Mirroring him across the doorway stood his older brother, fully-dressed; his uniform the same slate-colour of the City sky, pearl-coloured buttons almost-fluorescent in the darkness. He looked momentarily lost, and started to back out of the room.

“Wait!” cried the younger boy, springing up from the bed. “Where are you going?”

His brother avoided his gaze, hesitated, then turned back. “I’m going out.” he answered finally.

“Why?”

“I’m going to kill Monsters.”

Wide-eyed with bewilderment and callowness, he paused, sinking down before rising again in panic. “You can’t! It’s late! It’s night!” His rapidly-gesticulating hands settled against the sleeve of his brother’s uniform, faster than the agitated yellow butterflies caged on his bedstand.

He shook them off distastefully. “I have to do this. It’s not right to let the people Father hurts suffer.”

He gazed pathetically up at his brother, anguished, and evoked a final, fervent answer. “I’m being kind.”

*   *   *

Was he being kind? Perhaps. He smoothed his bulky white gloves over the crimson coat of his own uniform. But I saw those people afterwards. I see them every day. Their lives have only pain. When my brother kills Monsters, he removes the pain. Then they have nothing.
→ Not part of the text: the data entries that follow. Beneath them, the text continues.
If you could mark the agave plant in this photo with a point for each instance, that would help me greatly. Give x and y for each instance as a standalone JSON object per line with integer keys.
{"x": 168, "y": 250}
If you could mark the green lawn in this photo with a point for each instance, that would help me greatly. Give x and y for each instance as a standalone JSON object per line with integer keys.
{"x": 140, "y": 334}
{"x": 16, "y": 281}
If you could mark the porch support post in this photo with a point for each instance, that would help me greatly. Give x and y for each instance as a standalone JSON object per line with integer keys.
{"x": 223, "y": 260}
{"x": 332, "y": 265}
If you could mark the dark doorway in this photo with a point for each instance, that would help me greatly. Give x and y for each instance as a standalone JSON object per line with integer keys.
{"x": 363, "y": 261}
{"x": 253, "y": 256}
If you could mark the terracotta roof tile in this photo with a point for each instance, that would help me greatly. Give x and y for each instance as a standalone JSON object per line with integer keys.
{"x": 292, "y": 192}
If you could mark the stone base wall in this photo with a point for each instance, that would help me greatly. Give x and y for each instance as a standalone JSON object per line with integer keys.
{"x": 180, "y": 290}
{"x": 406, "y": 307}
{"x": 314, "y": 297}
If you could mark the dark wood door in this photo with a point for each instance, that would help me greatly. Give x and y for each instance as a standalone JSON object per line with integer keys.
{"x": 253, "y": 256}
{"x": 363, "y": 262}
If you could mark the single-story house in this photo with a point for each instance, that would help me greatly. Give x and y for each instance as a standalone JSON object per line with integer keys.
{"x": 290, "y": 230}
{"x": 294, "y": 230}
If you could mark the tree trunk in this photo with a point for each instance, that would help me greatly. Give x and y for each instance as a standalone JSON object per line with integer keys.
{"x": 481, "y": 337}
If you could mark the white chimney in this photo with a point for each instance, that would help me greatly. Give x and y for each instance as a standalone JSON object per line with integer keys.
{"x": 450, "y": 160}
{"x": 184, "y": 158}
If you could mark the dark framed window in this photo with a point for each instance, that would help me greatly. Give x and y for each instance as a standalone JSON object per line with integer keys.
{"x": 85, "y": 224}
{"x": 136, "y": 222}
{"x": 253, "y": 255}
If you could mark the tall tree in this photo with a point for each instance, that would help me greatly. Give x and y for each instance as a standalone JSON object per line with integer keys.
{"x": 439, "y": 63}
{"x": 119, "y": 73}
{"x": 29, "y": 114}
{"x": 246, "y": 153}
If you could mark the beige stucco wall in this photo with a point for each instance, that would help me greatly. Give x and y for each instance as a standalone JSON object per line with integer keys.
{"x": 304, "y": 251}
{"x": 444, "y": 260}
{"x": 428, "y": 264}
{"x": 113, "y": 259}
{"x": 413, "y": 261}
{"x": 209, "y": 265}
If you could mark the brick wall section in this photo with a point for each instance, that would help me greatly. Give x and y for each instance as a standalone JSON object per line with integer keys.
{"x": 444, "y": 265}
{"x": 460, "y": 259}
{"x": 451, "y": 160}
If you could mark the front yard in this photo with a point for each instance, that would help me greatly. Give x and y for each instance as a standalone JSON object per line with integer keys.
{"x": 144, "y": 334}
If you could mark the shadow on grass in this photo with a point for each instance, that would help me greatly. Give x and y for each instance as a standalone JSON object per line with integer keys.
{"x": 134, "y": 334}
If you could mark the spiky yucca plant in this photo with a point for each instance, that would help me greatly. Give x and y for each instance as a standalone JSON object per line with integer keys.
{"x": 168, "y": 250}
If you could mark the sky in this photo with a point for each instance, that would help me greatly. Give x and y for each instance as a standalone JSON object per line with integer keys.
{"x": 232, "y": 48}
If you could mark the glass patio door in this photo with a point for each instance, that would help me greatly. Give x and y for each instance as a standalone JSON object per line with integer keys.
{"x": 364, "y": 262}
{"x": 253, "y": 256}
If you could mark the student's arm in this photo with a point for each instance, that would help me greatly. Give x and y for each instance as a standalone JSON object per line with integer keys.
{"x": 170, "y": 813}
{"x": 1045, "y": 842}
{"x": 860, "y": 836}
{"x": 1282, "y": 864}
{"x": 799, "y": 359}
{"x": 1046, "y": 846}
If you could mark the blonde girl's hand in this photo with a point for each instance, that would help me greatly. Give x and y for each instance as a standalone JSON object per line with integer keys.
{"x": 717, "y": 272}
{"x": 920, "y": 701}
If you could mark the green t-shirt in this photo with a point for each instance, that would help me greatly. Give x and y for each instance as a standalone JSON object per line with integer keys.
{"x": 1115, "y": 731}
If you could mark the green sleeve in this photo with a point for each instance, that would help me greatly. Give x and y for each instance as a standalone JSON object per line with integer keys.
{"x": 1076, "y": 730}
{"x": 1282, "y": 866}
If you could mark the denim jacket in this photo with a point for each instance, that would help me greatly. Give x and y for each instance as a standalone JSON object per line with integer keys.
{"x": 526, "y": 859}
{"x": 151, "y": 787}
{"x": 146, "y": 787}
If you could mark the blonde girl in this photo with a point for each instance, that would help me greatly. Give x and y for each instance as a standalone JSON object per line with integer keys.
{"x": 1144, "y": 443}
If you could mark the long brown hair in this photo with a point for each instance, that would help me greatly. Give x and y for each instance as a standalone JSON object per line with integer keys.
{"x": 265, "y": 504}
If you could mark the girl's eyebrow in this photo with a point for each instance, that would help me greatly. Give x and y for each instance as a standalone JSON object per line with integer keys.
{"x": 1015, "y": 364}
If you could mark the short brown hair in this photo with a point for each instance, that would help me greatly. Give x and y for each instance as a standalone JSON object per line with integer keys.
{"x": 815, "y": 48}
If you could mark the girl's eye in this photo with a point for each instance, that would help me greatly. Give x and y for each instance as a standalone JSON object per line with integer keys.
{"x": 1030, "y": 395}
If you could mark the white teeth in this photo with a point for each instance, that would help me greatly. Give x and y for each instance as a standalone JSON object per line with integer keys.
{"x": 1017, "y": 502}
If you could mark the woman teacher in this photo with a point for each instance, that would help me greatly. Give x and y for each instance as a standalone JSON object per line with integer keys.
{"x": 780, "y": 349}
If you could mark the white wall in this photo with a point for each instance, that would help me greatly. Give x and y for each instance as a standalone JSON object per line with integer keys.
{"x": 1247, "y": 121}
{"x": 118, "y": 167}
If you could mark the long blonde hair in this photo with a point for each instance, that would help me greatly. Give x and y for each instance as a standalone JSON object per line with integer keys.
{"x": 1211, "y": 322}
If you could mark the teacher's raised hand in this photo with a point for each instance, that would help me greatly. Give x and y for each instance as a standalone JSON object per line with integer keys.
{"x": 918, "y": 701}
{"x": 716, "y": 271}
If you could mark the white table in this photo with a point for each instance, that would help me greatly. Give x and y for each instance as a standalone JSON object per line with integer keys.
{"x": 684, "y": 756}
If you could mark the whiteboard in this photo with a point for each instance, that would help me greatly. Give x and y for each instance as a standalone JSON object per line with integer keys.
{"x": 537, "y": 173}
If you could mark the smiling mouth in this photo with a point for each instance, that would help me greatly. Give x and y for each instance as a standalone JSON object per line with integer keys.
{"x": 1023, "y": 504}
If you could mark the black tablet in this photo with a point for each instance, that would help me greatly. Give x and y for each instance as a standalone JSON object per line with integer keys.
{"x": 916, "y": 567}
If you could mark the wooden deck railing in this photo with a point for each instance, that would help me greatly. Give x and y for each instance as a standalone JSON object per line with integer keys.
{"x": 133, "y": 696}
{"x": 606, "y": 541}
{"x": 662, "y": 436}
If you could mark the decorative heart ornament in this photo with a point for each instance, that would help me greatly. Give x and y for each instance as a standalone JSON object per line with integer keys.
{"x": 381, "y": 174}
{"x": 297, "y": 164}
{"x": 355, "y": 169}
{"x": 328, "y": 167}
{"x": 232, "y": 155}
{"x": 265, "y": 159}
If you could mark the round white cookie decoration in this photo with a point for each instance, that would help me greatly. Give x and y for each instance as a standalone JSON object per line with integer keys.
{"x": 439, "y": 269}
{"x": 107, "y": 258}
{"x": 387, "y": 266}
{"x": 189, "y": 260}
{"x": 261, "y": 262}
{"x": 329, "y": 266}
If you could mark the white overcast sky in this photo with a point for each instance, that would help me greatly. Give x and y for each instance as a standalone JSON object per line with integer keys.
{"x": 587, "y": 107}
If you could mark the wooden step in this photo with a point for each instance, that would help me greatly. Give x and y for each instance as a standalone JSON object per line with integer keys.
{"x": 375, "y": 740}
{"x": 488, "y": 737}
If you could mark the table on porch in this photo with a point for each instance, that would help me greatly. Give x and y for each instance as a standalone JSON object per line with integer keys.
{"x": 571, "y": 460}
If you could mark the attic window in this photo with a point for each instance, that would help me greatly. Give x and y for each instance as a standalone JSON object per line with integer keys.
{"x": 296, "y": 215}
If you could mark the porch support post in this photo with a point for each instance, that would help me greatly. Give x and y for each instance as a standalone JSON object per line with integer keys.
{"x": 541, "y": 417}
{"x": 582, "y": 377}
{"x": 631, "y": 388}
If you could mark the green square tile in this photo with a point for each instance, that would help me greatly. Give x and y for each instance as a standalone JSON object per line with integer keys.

Nothing is worse than anything.’

*   *   *

He watched the minute figure of his black-cloaked-brother heading through the City, after Monsters that worked for his father’s exploiting schemes.

The slums stood out; shabby street a muddy smudge. He remembered being there, only a few hours before, to practice his magic.

The spell was simple; a spell for yellow butterflies. He had walked down the slums with his jars and liquids, noting shrewdly several children; very young, clothes tattered, skin caked-with-mud, eyes downcast and ribs protruding.

Stopping in an open space, he had set up his equipment. The spell was uncomplicated, but he finished leisurely, letting each simple action consume minutes he might otherwise have spent in his father’s house.

Finally, the largest jar unearthed, from porcelain-coloured smoke, a butterfly; canary-coloured, unembellished, wings oscillating unhurriedly. Five more followed it.

The six streamed into the air and back up the street. As they disappeared behind the strata of dirt on the walls, sudden youthful laughter burgeoned, making him start and then smile in amazement. The mirth of the children who had been before so miserable was marvellous, and he could barely believe it.

This is kindness.’ he had thought.

*   *   *

Even now, the memory brought a tingling smile to his face. ‘That was real kindness.’ He told himself. ‘I was making them happy. And that showed them how to stay happy.’

With these memories lucid, he focused again on the painting. “Kindness is necessary.” he told the portrait of his father.

“But you cannot just lift off people’s burdens. That won’t help them in the future.” he added to his brother. “You have to ease their burdens” show them that life is worth living, and that it can be lived, even here.”

Satisfied, he turned away from the artwork and paced outside.

There was kindness to give, and yellow butterflies to make.